All commands that have the "enqueue" keyword in them have a special property: the commands are not executed directly, but when you simulate them using clFinish , clFlush , clEnqueueWaitForEvents , using clEnqueueWriteBuffer when locking, and a few more.
This means that all actions are performed immediately, and you must synchronize it using event objects. Since everything (possibly) will happen immediately, you can do something like this (each point happens simultaneously):
- Data Transfer A
- Process A data and data transfer B
- Process B data and data transfer C and data Ret A '
- Process C data and data extraction B '
- Get data C '
Remember: starting tasks without event objects can lead to the simultaneous execution of all elements in the queue!

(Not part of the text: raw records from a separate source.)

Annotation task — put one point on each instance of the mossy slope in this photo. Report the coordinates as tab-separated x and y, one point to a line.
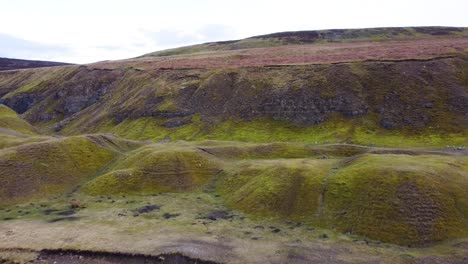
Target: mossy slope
401	199
10	120
45	169
277	188
151	169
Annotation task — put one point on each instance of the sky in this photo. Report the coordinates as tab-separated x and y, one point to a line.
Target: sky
85	31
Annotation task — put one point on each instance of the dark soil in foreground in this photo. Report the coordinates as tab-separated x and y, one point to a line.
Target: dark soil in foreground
89	257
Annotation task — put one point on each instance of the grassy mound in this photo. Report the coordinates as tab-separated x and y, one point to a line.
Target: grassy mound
280	150
400	199
9	120
44	169
155	169
282	188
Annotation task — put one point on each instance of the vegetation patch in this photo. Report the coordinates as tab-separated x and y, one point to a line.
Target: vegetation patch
279	188
154	169
400	199
48	168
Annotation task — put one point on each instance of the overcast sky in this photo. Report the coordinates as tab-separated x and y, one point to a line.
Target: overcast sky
83	31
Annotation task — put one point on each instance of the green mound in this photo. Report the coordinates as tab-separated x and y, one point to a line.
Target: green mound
44	169
279	150
155	169
11	121
400	199
282	188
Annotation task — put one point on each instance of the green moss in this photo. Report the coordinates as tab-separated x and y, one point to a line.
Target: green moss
400	199
336	130
279	188
151	169
11	121
48	168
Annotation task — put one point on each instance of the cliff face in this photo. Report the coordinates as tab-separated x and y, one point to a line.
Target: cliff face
406	94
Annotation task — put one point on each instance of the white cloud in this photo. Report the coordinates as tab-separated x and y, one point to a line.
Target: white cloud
89	30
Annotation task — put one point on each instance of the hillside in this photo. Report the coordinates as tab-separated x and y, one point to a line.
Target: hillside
15	64
319	37
336	146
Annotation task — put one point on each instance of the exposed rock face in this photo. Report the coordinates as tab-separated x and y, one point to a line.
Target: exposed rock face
413	94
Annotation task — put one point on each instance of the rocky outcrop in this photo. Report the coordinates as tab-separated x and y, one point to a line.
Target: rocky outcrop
396	95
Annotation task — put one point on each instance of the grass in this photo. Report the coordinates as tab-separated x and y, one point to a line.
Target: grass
288	189
400	199
394	198
10	120
151	170
48	168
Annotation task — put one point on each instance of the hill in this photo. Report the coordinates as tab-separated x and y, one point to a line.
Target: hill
294	147
15	64
319	37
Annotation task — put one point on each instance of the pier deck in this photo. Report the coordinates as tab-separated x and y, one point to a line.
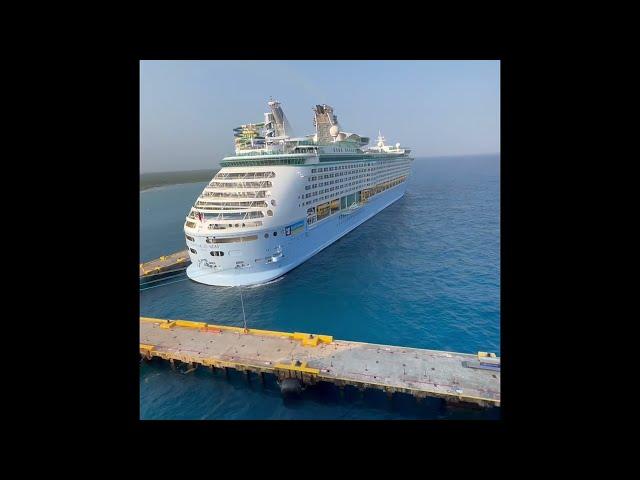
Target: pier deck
169	263
456	377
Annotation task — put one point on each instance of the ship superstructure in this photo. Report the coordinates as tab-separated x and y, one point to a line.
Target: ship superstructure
281	199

To make sure Process Data B did not happen before passing B, you need to get the event object from clEnqueueWriteBuffer and provide it as an object waiting for fi clEnqueueNDRangeKernel
cl_event evt; clEnqueueWriteBuffer(... , bufferB , ... , ... , ... , bufferBdata , NULL , NULL , &evt); clEnqueueNDRangeKernel(... , kernelB , ... , ... , ... , ... , 1 , &evt, NULL);
Instead of supplying NULL, each command can, of course, wait for certain objects and generate a new event object. The parameter next to the last one is an array, so you can expect events for several events!

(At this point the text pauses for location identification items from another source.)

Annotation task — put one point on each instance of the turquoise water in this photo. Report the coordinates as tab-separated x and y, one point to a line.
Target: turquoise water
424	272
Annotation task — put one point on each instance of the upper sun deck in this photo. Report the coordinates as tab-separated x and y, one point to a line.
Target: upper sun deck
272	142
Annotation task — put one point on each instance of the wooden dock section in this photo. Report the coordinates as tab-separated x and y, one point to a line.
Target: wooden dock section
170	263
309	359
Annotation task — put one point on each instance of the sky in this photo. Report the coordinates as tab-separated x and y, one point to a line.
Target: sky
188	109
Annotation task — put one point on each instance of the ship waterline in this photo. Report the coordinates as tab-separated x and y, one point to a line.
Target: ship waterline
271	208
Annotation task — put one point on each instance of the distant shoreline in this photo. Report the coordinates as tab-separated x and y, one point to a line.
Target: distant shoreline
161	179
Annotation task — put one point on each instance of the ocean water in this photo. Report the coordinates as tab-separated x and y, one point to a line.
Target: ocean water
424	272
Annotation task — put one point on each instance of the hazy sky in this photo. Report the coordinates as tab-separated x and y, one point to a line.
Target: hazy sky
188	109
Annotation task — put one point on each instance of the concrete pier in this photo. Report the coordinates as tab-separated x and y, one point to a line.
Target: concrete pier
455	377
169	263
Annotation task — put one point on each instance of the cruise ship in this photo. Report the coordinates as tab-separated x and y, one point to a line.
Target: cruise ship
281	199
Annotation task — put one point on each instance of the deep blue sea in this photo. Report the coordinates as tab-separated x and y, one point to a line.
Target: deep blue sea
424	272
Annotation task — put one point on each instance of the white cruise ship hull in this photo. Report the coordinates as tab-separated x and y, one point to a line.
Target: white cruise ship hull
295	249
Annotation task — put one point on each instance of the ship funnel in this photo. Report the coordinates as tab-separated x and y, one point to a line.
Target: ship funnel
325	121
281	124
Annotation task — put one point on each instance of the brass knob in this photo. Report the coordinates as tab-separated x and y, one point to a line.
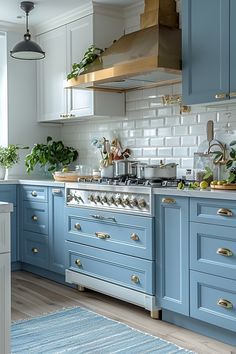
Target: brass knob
134	237
225	303
220	96
78	262
224	212
77	226
168	200
135	279
102	235
224	252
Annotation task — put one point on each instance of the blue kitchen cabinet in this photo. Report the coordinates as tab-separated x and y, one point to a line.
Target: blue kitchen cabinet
172	253
209	50
8	194
56	230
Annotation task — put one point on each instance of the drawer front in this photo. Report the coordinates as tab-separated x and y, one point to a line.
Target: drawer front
131	272
34	249
213	249
35	193
8	193
213	300
130	235
213	211
35	217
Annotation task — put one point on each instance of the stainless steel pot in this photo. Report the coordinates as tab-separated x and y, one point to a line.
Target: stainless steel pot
160	171
124	168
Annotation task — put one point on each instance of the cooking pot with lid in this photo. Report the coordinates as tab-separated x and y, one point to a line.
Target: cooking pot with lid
160	171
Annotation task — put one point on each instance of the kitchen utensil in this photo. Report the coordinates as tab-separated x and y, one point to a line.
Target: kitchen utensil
160	171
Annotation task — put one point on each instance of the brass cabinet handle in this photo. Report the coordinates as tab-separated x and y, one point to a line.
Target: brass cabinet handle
102	235
135	279
168	200
225	303
219	96
134	237
78	262
224	212
77	226
224	252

EDIT: to summarize the comments below
Data transfer - which command acts where?
CPU GPU
Bufa bufb
array [] = {...}
clCreateBuffer () -----> [] // Create (empty) Buffer in GPU memory *
clCreateBuffer () -----> [] [] // Create (empty) Buffer in GPU memory *
clWriteBuffer () -arr-> [ array ] [] // Copy from CPU to GPU
clCopyBuffer () [array] -> [ array ] // Copy from GPU to GPU
clReadBuffer () <-arr- [array] [array] // Copy from GPU to CPU
* You can initialize the buffer directly by providing data using the host_ptr parameter.